Suppose the patterns are:
he
she
When matching:
she
the final node represents:
she
but also contains the suffix:
he
Therefore both patterns should be reported.
Output links propagate these relationships.
When a state is reached, every pattern associated with that state and its output chain is emitted.
This allows overlapping matches to be discovered automatically.
Automaton Traversal
Once construction is complete, searching becomes simple.
Initialize:
state = root
For each character:
- Follow a matching edge if available.
- Otherwise follow failure links.
- Continue until a valid transition exists.
- Enter the new state.
- Report all outputs.
The text is scanned exactly once.
No backtracking occurs.
No characters are revisited.
Example
Patterns:
he
her
hero
help
Text:
hero helped her
Processing:
h
e
r
o
reaches:
hero
Match reported:
hero
her
he
depending on the output structure.
Continuing:
help
produces another match.
Later:
her
produces additional matches.
All occurrences are discovered during a single pass.
Lean Representation
A simplified node definition:
structure ACNode where
children : Std.HashMap Char Nat
failure : Nat
outputs : Array String
Each node stores:
- Outgoing transitions
- Failure destination
- Patterns ending at the node
The automaton itself is typically represented as an array of nodes.
abbrev Automaton := Array ACNode
Node identifiers become state numbers.
Building Failure Links
A breadth-first traversal constructs failure transitions.
partial def buildFailureLinks
(automaton : Automaton)
: Automaton :=
by
-- BFS construction
sorry
Production implementations typically use a queue and process nodes level by level.
The overall construction remains linear in the total size of the pattern set.
Searching
Search maintains a current state.
partial def search
(automaton : Automaton)
(text : String)
: List (Nat × String) :=
by
-- Traverse automaton
sorry
Each character causes a small number of state transitions.
Every reported match contains:
(position, pattern)
indicating where the pattern ends.
Example Walkthrough
Patterns:
he
she
his
hers
Text:
ushers
Traversal:
u
s
h
e
r
s
Matches discovered:
she
he
hers
Notice that:
she
and:
he
overlap.
The automaton reports both automatically.
A naive approach would require multiple independent searches.
Complexity Analysis
Let:
| Symbol | Meaning |
|---|---|
| n | Text length |
| m | Total pattern length |
| z | Number of matches |
Construction:
| Operation | Complexity |
|---|---|
| Trie build | O(m) |
| Failure links | O(m) |
| Total | O(m) |
Search:
| Operation | Complexity |
|---|---|
| Text scan | O(n) |
| Output reporting | O(z) |
| Total | O(n + z) |
Memory:
| Resource | Complexity |
|---|---|
| Automaton | O(m) |
This efficiency is the defining achievement of Aho-Corasick.
Thousands of patterns can be searched simultaneously with a single linear pass through the text.
Real-World Applications
Search Engines
Large dictionaries of keywords are matched against documents.
Intrusion Detection
Network packets are scanned for thousands of attack signatures.
Antivirus Software
Malware signatures are searched within files and memory regions.
DNA Analysis
Large collections of genetic markers are matched against genomic sequences.
Log Processing
Event streams are scanned for many patterns simultaneously.
Content Filtering
Blocked phrases and keywords are detected in real time.

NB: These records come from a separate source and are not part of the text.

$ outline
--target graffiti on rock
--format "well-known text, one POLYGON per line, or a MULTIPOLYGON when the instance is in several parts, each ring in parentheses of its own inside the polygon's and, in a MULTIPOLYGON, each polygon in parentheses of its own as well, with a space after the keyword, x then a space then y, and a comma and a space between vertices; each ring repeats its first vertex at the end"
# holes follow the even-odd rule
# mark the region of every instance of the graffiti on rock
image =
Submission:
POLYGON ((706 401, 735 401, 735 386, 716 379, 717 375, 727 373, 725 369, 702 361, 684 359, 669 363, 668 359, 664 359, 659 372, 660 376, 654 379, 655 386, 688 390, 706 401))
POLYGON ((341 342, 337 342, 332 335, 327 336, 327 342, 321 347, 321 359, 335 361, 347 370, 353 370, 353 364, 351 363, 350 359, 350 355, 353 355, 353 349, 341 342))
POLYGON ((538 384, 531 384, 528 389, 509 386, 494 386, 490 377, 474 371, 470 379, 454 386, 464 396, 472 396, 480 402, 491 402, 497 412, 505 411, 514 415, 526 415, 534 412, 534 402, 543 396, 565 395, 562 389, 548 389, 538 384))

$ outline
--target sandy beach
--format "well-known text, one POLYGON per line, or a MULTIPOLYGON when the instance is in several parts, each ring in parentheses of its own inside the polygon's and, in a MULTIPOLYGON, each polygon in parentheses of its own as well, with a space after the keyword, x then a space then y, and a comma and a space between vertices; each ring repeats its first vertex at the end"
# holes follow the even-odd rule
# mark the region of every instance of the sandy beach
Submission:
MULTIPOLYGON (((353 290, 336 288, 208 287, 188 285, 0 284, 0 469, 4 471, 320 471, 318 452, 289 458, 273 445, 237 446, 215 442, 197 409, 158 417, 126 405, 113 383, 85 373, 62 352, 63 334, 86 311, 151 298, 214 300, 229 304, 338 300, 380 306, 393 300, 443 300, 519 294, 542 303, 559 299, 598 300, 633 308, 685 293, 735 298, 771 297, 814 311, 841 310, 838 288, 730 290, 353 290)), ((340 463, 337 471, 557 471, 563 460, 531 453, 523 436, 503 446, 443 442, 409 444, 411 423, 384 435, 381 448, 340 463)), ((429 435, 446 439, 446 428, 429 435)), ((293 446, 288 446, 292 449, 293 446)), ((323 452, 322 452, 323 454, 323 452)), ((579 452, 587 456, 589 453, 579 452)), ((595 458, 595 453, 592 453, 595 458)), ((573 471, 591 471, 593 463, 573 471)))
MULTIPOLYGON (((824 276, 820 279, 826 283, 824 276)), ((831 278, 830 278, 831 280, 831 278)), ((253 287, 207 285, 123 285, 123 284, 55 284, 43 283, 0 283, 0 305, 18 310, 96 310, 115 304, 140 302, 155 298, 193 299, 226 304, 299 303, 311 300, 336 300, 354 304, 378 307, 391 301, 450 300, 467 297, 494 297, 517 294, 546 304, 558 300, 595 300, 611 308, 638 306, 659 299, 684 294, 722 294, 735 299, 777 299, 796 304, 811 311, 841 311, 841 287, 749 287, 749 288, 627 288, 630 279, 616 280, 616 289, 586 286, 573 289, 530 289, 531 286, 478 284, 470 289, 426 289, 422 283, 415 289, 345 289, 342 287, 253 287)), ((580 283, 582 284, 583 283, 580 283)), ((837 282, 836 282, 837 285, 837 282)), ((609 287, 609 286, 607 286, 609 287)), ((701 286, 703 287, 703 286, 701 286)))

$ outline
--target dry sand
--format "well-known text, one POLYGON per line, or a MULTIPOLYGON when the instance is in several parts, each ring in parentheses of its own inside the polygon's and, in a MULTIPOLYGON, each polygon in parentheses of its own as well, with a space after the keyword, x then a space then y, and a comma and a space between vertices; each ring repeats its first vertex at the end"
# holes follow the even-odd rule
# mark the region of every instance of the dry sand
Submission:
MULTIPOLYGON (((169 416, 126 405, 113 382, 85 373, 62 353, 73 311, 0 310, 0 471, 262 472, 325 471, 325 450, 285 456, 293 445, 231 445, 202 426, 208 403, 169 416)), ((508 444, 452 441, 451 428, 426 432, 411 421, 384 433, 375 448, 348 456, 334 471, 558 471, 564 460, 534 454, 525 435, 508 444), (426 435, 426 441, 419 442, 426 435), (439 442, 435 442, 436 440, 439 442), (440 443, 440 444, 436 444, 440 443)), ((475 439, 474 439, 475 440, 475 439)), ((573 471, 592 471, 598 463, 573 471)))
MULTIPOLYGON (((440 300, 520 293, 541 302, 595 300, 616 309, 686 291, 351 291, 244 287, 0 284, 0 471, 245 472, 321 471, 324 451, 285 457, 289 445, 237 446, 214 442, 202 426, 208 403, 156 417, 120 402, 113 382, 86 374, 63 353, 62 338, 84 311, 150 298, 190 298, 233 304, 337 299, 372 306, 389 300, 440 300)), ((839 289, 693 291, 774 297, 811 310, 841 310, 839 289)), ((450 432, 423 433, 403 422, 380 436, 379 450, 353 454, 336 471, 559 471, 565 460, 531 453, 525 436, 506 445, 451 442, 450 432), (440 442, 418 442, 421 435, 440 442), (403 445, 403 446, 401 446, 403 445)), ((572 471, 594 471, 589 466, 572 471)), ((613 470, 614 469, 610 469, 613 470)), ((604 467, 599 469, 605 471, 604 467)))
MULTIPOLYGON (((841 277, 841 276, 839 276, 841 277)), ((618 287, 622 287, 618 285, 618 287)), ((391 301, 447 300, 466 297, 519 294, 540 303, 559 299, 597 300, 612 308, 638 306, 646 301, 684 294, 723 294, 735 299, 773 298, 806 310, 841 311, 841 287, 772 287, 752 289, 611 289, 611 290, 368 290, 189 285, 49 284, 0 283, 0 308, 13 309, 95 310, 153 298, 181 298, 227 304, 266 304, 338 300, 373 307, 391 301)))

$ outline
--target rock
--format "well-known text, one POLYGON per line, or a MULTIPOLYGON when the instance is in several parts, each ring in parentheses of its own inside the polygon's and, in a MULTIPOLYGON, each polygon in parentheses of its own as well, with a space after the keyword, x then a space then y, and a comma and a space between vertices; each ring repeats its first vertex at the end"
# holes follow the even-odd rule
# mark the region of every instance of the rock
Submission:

Comparison with Earlier Algorithms
| Algorithm | Patterns | Complexity |
|---|---|---|
| KMP | 1 | O(n + m) |
| Z Algorithm | 1 | O(n + m) |
| Rabin-Karp | Many (same length) | O(n + m) expected |
| Boyer-Moore | 1 | Excellent practical performance |
| Aho-Corasick | Many | O(n + z) |
KMP generalizes information reuse within a single pattern.

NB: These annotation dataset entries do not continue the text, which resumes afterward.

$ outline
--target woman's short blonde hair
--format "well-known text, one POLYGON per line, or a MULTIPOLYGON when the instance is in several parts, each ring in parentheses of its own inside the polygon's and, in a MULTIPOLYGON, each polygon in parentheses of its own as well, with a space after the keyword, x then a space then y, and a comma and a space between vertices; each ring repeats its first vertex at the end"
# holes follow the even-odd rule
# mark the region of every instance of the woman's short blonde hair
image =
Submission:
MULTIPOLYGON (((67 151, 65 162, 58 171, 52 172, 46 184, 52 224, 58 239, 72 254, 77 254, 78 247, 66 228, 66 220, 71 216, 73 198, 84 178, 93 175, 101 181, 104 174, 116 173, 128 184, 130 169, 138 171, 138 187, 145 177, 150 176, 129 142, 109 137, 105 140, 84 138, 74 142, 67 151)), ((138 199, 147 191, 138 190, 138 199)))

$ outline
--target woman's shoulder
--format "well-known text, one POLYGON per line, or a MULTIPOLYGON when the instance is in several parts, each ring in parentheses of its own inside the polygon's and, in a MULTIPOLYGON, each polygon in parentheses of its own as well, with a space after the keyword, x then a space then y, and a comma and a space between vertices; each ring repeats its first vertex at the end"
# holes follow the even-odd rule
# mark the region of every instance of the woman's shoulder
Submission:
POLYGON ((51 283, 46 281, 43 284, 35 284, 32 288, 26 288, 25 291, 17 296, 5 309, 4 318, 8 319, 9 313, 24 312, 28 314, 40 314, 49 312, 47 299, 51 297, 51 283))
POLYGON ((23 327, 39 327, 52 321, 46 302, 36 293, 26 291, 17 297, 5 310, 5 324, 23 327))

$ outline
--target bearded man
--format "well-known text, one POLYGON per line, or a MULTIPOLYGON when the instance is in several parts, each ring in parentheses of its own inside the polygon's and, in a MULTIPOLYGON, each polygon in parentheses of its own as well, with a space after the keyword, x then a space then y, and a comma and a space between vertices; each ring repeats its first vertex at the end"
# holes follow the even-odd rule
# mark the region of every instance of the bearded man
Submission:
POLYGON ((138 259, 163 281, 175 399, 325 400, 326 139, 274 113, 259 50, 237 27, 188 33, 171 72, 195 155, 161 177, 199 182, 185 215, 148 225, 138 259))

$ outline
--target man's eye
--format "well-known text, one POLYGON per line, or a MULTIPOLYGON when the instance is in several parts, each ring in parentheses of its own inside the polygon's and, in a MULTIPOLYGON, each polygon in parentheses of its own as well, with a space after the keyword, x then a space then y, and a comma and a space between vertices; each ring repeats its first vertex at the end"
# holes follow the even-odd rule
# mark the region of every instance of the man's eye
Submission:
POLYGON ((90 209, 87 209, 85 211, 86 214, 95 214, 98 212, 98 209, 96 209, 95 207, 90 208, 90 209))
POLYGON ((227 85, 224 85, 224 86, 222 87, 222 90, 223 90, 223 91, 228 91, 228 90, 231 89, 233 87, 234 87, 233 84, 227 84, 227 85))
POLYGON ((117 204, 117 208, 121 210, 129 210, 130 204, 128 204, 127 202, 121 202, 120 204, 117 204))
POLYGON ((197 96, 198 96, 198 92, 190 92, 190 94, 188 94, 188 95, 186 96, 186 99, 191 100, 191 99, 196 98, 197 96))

The Z Algorithm generalizes prefix similarity across a string.
Boyer-Moore exploits mismatches to skip large regions.
Aho-Corasick extends these ideas into a full automaton capable of matching an entire dictionary at once.
The transition from individual pattern matching to automata-based matching is one of the major conceptual shifts in string processing. Rather than asking whether a particular pattern appears in a text, we construct a machine that recognizes every pattern simultaneously and then stream the text through that machine. This automaton perspective will appear repeatedly throughout the remainder of the chapter, especially in suffix structures and advanced text indexing systems.